我需要一个没有这些代码的数据帧，即81A01、81A03，它们具有相同的邮政编码，地区名称，但使用spark.sql（）具有不同的州代码。

期望新的DF：

+--------+--------------+-----+ 
|zip_code|territory_name|state| 
+--------+--------------+-----+ 
| 81A02| TERR NAME 02| NY| 
| 81A04| TERR NAME 04| FL| 
| 81A05| TERR NAME 05| NJ| 
| 81A06| TERR NAME 06| CA| 
| 81A06| TERR NAME 06| CA|
+--------+--------------+-----+

排除的邮政编码：

+--------+--------------+-----+ 
|zip_code|territory_name|state| 
+--------+--------------+-----+ 
| 81A01| TERR NAME 01| NJ| 
| 81A01| TERR NAME 01| CA| 
| 81A03| TERR NAME 03| NY| 
| 81A03| TERR NAME 03| CA| 
+--------+--------------+-----+

谢谢。

Answer 1

import pandas as pd 
data = {
    "zip_code":["81A01", "81A01", "81A02", "81A03", "81A03", "81A04", "81A05", 
    "81A06", "81A06"],
    "territory_name": ["TERR NAME 01", "TERR NAME 01", "TERR NAME 02", 
    "TERR NAME 03", "TERR NAME 03", "TERR NAME 04", "TERR NAME 05", 
    "TERR NAME 06", "TERR NAME 06"], 
    "state": ["NJ", "CA", "NY", "NY", "CA", "FL", "NJ", "CA", "CA"]  
}
df = pd.DataFrame(data)


duplicate = list(set([tuple(df[(df["zip_code"] == df["zip_code"][i]) & 
           (df["territory_name"] == df["territory_name"][i])].index) for i in 
           range(len(df))]))


for i in duplicate:
    if len(i) > 1:
        if not df["state"][i[0]] == df["state"][i[1]]:
            df = df.drop(i[0])
            df = df.drop(i[1])
print(df)

Answer 2

for key,group_df in df.groupby(['zip_code','territory_name']):


    if len(group_df)>1:
      print(key)

希望以上代码能解决您的问题

Answer 3

我自己找到了解决方案，并在此处发布，因此对其他人可能有用：

spark.sql("SELECT zip_code, territory_name, COUNT(distinct state) as COUNT FROM df1_temp GROUP BY zip_code, territory_name having COUNT>1").show()

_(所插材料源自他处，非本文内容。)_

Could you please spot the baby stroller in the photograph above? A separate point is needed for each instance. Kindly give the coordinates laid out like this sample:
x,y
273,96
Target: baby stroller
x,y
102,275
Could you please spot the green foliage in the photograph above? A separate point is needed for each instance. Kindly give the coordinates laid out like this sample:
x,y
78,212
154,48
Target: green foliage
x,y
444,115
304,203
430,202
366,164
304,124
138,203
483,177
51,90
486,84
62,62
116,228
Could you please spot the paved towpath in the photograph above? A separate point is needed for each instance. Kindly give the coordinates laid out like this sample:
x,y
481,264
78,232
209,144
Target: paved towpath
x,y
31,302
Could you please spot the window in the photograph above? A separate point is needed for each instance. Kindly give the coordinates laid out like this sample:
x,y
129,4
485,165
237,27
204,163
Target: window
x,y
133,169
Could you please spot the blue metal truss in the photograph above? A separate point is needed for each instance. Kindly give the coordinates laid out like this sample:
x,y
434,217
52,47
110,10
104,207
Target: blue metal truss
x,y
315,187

+--------+--------------+-----+ 
|zip_code|territory_name|COUNT| 
+--------+--------------+-----+ 
| 81A03| TERR NAME 03| 2| 
| 81A01| TERR NAME 01| 2| 
+--------+--------------+-----+

谢谢

Answer 4

  

使用Pyspark：   这里是您需要的代码段。

from pyspark.sql.functions import *
from pyspark.sql.window import Window

df1= sqlContext.createDataFrame([("81A01","TERR NAME 01","NJ"),("81A01","TERR NAME 01","CA"),("81A02","TERR NAME 02","NY"),("81A03","TERR NAME 03","NY"), ("81A03","TERR NAME 03","CA"), ("81A04","TERR NAME 04","FL"), ("81A05","TERR NAME 05","NJ"), ("81A06","TERR NAME 06","CA"), ("81A06","TERR NAME 06","CA")], ["zip_code","territory_name","state"])
df1_v1 = df1.withColumn("avg", collect_set("state").over(Window.partitionBy("zip_code","territory_name").orderBy("zip_code"))).filter(size(col("avg"))==1).orderBy(col("zip_code")).drop(col("avg"))

df1_v1.show()

让我知道您是否遇到与此问题相关的任何问题，并且是否可以解决您的目的，请接受答案。